The effect of a pathogen encounter with its host is far from predictable. An agent may induce devastating disease in one setting and not even cause a rash in another setting. For accurate epidemiological models, disease management, and long-term predictions, knowledge about factors underlying disease susceptibility, resistance, and severity is essential. This proposal uses an ecologically and economically relevant model of parasitic disease in salmonids to characterize such factors.
What is the impact of early life conditions and parental experiences on disease resistance in salmonid fish? What are the underlying molecular mechanisms? Own epidemiological and genetic data suggest that early life experiences, and potentially even parental experiences, play an essential role in the immune reaction of the salmonid flagship species brown trout Salmo trutta to the myxozoan parasite Tetracapsuloides bryosalmonae. These observations align with data from insects and birds on cross-generational immunity (also called "immune priming").
We use the brown trout - Tetracapsuloides bryosalmonae model to study the impact of rearing environment on disease severity, from the molecular to the macroscopic level, across two generations. We will
The results will improve our understanding of the immune responses in this important salmonid species with respect to cellular/molecular immunity and host-parasite interactions. From this we can hypthesize how rearing/environment (and genetics) may predict an individual’s response towards infection later in life.

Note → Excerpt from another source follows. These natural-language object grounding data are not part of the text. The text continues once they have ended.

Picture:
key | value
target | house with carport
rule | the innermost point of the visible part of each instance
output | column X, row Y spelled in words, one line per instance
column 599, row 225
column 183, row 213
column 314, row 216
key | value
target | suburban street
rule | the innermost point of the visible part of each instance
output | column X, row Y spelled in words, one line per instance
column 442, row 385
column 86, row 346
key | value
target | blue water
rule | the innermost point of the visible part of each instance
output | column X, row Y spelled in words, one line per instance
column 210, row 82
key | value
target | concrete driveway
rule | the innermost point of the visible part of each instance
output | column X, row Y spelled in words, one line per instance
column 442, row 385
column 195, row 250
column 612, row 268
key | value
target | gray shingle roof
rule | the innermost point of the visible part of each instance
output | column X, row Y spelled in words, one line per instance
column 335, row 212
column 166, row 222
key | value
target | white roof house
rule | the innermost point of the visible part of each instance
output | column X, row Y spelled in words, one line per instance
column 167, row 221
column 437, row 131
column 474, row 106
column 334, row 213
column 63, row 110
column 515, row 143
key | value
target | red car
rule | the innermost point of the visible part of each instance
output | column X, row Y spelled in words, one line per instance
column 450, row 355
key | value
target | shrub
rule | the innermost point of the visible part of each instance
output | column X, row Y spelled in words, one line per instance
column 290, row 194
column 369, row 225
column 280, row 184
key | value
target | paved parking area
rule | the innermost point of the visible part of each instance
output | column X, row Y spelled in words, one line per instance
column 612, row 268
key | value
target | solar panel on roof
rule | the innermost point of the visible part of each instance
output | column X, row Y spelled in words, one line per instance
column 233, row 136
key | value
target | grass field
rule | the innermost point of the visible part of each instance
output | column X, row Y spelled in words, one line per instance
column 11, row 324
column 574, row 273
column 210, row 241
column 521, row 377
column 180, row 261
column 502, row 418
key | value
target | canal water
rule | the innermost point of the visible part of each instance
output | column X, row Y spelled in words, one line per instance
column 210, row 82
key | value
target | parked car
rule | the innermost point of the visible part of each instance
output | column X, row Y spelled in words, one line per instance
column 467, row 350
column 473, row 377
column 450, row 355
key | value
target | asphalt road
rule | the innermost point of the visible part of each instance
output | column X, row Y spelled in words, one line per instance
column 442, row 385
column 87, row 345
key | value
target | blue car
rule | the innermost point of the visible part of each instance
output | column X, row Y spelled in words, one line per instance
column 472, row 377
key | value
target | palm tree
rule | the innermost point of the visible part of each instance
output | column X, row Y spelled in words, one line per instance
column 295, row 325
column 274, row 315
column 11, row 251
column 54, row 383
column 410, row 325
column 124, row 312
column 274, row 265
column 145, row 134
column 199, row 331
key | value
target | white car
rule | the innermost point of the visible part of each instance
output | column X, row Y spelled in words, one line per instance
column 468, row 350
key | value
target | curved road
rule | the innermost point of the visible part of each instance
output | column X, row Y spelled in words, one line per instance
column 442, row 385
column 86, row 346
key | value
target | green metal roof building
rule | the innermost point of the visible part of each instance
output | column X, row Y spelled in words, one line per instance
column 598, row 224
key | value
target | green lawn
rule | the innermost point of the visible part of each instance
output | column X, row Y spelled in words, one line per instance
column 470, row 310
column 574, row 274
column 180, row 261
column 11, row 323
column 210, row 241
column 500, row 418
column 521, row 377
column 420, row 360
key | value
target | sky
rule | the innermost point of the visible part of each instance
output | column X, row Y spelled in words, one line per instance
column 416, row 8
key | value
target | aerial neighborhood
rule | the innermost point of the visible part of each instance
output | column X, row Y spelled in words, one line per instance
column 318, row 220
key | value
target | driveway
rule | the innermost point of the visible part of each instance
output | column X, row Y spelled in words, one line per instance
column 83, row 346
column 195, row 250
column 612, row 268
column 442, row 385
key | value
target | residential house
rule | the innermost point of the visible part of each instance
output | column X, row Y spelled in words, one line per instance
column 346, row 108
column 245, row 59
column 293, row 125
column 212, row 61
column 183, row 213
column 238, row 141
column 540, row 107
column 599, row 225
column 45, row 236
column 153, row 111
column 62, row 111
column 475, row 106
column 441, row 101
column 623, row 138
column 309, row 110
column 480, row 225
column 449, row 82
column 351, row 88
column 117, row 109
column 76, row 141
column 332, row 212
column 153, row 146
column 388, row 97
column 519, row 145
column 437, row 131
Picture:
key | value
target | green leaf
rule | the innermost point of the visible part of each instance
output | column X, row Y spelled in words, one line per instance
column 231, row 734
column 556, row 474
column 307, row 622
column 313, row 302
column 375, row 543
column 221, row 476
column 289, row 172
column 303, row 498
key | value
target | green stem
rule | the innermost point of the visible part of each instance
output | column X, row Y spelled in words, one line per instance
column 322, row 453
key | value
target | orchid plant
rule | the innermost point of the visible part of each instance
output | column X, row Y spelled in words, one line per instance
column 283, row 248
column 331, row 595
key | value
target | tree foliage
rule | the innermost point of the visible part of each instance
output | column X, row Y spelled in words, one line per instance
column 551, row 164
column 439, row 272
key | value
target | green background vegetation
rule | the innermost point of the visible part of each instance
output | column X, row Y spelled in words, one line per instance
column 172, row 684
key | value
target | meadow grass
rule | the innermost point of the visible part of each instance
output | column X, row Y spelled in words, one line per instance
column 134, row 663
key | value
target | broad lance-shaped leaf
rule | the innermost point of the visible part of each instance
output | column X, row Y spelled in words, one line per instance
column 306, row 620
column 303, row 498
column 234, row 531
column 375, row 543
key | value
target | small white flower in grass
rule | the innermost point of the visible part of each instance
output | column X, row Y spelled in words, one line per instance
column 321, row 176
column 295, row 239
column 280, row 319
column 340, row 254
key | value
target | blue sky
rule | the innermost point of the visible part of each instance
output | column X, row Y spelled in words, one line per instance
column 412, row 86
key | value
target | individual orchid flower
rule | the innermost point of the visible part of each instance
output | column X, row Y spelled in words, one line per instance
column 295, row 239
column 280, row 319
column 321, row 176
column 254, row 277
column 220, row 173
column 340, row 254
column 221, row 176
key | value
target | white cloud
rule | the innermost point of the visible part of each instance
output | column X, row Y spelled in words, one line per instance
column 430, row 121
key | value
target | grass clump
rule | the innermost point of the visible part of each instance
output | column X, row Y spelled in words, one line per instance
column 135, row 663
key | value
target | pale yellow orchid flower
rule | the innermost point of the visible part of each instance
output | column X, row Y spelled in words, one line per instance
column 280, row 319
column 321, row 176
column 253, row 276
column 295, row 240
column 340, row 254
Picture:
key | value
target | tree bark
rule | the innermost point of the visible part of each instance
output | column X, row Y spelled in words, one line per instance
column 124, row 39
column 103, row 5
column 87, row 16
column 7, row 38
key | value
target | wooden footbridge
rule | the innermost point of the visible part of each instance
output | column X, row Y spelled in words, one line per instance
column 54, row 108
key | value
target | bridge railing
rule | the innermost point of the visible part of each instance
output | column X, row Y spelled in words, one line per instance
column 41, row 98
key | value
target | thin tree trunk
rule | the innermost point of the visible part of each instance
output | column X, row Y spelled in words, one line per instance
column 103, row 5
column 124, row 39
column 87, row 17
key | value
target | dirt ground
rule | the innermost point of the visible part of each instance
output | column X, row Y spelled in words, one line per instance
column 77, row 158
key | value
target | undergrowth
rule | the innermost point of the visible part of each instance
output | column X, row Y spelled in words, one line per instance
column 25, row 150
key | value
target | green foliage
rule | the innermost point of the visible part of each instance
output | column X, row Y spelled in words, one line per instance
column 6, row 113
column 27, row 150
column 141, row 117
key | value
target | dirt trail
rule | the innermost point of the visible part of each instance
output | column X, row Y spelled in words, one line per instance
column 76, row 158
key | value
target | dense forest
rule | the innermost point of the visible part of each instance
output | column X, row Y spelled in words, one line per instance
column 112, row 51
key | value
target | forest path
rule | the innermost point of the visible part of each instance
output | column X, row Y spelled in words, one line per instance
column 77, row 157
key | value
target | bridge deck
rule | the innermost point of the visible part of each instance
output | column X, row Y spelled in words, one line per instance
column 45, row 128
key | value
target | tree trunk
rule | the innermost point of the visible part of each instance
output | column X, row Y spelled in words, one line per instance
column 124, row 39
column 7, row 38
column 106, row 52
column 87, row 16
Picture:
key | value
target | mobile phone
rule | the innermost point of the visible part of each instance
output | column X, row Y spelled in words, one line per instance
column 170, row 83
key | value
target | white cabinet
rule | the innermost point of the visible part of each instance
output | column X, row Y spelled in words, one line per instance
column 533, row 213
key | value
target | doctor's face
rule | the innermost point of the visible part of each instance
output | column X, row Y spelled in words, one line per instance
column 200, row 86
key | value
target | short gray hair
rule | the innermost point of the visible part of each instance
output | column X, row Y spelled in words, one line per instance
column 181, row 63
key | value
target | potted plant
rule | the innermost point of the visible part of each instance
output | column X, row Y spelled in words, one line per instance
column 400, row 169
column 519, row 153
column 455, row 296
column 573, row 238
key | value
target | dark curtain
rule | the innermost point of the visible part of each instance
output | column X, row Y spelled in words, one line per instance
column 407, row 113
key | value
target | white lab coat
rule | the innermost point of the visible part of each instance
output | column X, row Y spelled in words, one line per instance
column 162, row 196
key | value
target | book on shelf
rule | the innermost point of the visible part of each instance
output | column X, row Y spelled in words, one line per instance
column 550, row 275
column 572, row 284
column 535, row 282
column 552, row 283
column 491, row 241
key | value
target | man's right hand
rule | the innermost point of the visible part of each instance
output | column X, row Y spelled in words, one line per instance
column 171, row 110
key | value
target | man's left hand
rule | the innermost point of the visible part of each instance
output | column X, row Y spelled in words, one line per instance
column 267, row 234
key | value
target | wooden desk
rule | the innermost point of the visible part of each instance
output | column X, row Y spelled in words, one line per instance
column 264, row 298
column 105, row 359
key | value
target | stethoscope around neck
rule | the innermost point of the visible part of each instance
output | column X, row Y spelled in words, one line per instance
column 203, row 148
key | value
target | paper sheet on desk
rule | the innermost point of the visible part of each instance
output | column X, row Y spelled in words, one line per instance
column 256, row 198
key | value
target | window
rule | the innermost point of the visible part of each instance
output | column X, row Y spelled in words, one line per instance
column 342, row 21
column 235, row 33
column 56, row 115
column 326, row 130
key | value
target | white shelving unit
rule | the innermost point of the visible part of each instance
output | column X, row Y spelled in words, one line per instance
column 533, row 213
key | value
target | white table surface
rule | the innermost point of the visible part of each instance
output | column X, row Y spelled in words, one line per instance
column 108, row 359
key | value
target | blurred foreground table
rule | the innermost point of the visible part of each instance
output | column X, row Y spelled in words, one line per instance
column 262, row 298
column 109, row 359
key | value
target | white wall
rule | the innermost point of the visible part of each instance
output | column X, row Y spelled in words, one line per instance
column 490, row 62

We also expect to obtain key insights into immune priming in vertebrates. This is highly relevant for current debates regarding multigenerational impacts of environmental parameters on human individuals as well as populations. Among vertebrates, fish are particularly useful to disentangle effects mediated by non-genetic inheritance, brood care, intrauterine development and nursing. Given the overall conservation of vertebrate molecular biology, our model will hopefully provide data fruitful for continued studies with relevance for human health. Trans-generational imprinting is a topic of current debate and investigation where our improved understanding of this phenomenon would greatly benefit overall managament of human health, disease management in aquaculture and stock breeding, as well as wild life management.
This project is supported by a project grant from SNSF awarded to I. Adrian-Kalchhauser.
Project team: Heike Schmidt-Posthaus, Helena Saura Martinez, James Ord, Dragan Stajic, Irene Adrian-Kalchhauser
Collaborators: Stephanie Talker (IVI, Uni Bern), Monica Hongroe Solbakken (Oslo University)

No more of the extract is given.